Industries, or companies within them, can change how they operate depending on changes in markets, competition and supplies. This can affect a business’s contracts with its logistics service providers (LSPs).
For example, changes in the competitiveness of America is making it more attractive for some companies to ‘on-shore’, that is to once again manufacture in America. In doing this, contracts with LSP responsible for importing finished goods to America are no longer required. If sufficient companies do this, the business model of some LSP s will need to change.
Similarly, the business of mining iron ore and coking coal is changing. Following dramatic increases in demand from China, mining companies in Australia invested heavily in new mines. This phase of the mining cycle is ending and the volume production phase is commencing, as China continues to demand hard commodities. What changes could now occur in the services scene?
The emphasis on construction services and associated transport services requirements is reducing, so companies supplying these services are having to come to terms with the new scenario. To support the higher volumes of minerals, more capesize bulkships are required (ships too big to go through the Panama or Suez canals), but supply is not available so the price has increased. To satisfy demand is dependent on the rate of building new ships and scrapping the old.
When the focus was on construction, mining companies outsourced their production operations; now they are tending to bring operations in-house; the labour hire companies business is down, but other services are up. An example is that production jobs in iron ore are located in the remote north west of Australia, but a good proportion of capable people live in the populated south east of the country. This has increased the need for fly-in, fly-out (FIFO) services; one aircraft charter company provides more than 300 mining related flights per week with 70 seat aircraft.
For some years, articles and presentations about ‘agile’ manufacturing companies have appeared, but not much has been said about agile LSPs.

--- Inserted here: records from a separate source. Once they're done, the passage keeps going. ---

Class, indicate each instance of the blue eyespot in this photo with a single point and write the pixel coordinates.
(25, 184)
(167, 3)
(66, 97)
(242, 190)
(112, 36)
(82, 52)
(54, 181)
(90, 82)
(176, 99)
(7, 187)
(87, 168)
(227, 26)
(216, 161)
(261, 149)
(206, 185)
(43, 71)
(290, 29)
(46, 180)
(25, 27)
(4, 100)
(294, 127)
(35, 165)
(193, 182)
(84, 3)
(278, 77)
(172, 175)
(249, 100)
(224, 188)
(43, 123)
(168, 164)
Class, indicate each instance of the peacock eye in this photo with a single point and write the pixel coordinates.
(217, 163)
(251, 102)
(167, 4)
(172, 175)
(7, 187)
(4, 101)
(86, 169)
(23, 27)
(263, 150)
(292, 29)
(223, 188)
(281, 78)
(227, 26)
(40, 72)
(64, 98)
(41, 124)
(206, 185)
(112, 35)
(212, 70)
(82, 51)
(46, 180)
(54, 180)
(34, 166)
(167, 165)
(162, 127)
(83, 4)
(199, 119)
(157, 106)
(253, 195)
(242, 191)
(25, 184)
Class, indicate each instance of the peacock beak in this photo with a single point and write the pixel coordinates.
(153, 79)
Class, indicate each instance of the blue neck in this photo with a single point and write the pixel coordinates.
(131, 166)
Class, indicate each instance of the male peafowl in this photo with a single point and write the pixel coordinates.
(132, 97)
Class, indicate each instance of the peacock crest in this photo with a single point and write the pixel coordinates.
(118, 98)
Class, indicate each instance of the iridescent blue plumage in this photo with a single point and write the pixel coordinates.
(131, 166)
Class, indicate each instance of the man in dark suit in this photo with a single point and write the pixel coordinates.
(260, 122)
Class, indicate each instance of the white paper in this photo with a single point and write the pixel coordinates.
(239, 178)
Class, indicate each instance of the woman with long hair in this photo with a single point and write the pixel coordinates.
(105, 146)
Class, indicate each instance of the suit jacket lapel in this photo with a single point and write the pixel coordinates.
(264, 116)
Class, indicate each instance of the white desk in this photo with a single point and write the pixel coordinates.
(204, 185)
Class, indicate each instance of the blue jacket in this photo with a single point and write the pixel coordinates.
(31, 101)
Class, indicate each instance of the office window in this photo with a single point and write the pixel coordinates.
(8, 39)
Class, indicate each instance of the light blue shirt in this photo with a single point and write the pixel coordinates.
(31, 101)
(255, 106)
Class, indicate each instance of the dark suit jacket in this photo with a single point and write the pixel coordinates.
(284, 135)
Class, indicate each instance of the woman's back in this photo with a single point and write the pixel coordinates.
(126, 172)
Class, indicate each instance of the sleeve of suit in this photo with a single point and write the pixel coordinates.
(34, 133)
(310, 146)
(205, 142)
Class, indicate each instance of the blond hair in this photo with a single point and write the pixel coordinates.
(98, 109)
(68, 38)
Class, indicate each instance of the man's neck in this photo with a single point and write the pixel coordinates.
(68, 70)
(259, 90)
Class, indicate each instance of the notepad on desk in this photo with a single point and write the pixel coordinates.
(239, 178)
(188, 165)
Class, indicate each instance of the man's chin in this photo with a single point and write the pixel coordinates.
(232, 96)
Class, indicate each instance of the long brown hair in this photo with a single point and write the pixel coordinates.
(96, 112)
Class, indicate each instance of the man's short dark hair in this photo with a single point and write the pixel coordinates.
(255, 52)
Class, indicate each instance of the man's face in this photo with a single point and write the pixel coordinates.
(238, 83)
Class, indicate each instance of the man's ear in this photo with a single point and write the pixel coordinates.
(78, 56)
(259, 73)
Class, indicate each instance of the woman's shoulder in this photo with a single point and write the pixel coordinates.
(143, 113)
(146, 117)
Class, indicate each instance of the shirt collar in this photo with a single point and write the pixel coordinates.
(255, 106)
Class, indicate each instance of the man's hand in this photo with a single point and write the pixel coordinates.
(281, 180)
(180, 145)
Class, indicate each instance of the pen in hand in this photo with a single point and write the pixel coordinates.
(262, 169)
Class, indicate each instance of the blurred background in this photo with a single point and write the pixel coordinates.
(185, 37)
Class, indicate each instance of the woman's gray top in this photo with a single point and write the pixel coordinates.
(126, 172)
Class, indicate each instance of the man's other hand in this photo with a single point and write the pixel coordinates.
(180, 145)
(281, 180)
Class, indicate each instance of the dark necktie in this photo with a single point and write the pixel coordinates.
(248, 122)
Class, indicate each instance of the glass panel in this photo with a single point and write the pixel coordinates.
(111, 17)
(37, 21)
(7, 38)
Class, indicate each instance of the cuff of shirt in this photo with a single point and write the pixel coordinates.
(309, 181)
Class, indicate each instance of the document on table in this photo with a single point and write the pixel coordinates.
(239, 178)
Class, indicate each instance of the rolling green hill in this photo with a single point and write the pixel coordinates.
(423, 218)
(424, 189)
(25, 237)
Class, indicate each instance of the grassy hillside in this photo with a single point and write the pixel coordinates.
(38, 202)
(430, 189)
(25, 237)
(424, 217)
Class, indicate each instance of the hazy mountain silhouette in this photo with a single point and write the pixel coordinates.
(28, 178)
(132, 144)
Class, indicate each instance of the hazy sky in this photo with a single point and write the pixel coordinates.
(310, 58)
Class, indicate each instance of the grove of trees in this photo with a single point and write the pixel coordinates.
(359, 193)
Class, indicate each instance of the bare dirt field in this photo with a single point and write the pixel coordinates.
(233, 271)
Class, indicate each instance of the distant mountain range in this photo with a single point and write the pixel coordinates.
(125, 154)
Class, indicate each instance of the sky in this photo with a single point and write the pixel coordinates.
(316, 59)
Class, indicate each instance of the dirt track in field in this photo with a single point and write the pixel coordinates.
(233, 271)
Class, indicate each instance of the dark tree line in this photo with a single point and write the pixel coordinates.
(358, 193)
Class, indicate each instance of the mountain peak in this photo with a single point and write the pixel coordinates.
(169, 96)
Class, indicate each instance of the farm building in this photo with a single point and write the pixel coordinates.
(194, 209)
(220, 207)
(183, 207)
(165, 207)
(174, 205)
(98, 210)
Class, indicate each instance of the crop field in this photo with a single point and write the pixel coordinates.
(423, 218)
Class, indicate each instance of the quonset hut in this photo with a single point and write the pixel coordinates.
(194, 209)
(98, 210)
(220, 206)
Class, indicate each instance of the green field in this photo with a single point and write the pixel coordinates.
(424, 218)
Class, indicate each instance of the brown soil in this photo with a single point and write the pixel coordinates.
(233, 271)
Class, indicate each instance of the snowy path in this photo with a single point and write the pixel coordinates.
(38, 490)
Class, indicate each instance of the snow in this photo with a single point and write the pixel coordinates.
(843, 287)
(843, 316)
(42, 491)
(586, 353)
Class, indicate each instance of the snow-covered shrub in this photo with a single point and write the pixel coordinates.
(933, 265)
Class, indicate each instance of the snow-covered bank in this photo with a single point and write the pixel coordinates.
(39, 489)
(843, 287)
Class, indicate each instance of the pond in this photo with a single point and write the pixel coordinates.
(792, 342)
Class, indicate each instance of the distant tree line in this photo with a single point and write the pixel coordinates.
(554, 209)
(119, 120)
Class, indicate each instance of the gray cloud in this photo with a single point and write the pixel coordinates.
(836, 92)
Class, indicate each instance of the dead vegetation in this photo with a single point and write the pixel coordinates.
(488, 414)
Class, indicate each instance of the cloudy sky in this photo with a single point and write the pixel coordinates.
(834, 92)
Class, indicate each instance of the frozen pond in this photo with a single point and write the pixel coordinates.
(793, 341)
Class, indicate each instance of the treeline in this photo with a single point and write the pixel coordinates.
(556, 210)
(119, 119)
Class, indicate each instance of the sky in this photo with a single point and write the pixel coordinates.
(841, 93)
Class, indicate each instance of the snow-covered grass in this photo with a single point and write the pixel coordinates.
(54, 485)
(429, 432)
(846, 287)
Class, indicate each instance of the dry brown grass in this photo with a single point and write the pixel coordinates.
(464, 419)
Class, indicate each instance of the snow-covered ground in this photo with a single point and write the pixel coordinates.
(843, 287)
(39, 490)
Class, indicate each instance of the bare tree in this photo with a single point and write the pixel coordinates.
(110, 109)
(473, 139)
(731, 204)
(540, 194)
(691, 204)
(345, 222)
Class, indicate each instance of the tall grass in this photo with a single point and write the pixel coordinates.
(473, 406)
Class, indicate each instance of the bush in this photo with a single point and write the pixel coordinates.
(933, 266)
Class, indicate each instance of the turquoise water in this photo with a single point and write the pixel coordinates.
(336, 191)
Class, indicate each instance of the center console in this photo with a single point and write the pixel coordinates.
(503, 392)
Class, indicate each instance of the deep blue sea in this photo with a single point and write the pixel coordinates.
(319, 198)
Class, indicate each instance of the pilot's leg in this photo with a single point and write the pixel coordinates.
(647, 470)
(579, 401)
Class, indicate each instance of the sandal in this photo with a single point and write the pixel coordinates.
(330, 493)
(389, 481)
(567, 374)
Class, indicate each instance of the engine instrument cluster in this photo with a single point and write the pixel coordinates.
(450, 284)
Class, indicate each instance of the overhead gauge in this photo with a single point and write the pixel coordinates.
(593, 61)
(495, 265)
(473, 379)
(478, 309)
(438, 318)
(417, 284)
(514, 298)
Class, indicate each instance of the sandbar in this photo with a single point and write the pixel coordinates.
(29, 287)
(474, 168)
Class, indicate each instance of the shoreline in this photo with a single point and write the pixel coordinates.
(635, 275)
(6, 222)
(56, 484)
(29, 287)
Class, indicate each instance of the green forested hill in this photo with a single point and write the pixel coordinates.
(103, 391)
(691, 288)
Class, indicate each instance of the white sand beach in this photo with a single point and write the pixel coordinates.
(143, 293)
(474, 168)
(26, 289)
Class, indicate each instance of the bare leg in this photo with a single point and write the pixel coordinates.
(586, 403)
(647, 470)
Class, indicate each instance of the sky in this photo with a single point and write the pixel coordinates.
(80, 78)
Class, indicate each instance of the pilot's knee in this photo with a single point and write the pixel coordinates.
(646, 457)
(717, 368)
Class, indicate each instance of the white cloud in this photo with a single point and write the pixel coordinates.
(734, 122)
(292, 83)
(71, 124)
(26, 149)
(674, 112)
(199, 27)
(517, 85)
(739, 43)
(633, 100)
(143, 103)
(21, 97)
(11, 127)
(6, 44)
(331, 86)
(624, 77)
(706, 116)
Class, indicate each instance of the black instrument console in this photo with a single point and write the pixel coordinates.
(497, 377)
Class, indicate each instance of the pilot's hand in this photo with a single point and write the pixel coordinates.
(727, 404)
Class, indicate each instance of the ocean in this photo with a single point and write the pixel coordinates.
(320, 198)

The threat to LSPs is that while busily executing a contract, little thought is given about the future, or there is an expectation that with superior performance, the contract will be extended. But the extent to how much LSPs are used can be governed by external events, as shown in the examples above.
As economies and industries change, so LSP must be prepared to fully understand their client’s business in terms of aims and objectives and position logistics services to assist in furthering the objectives.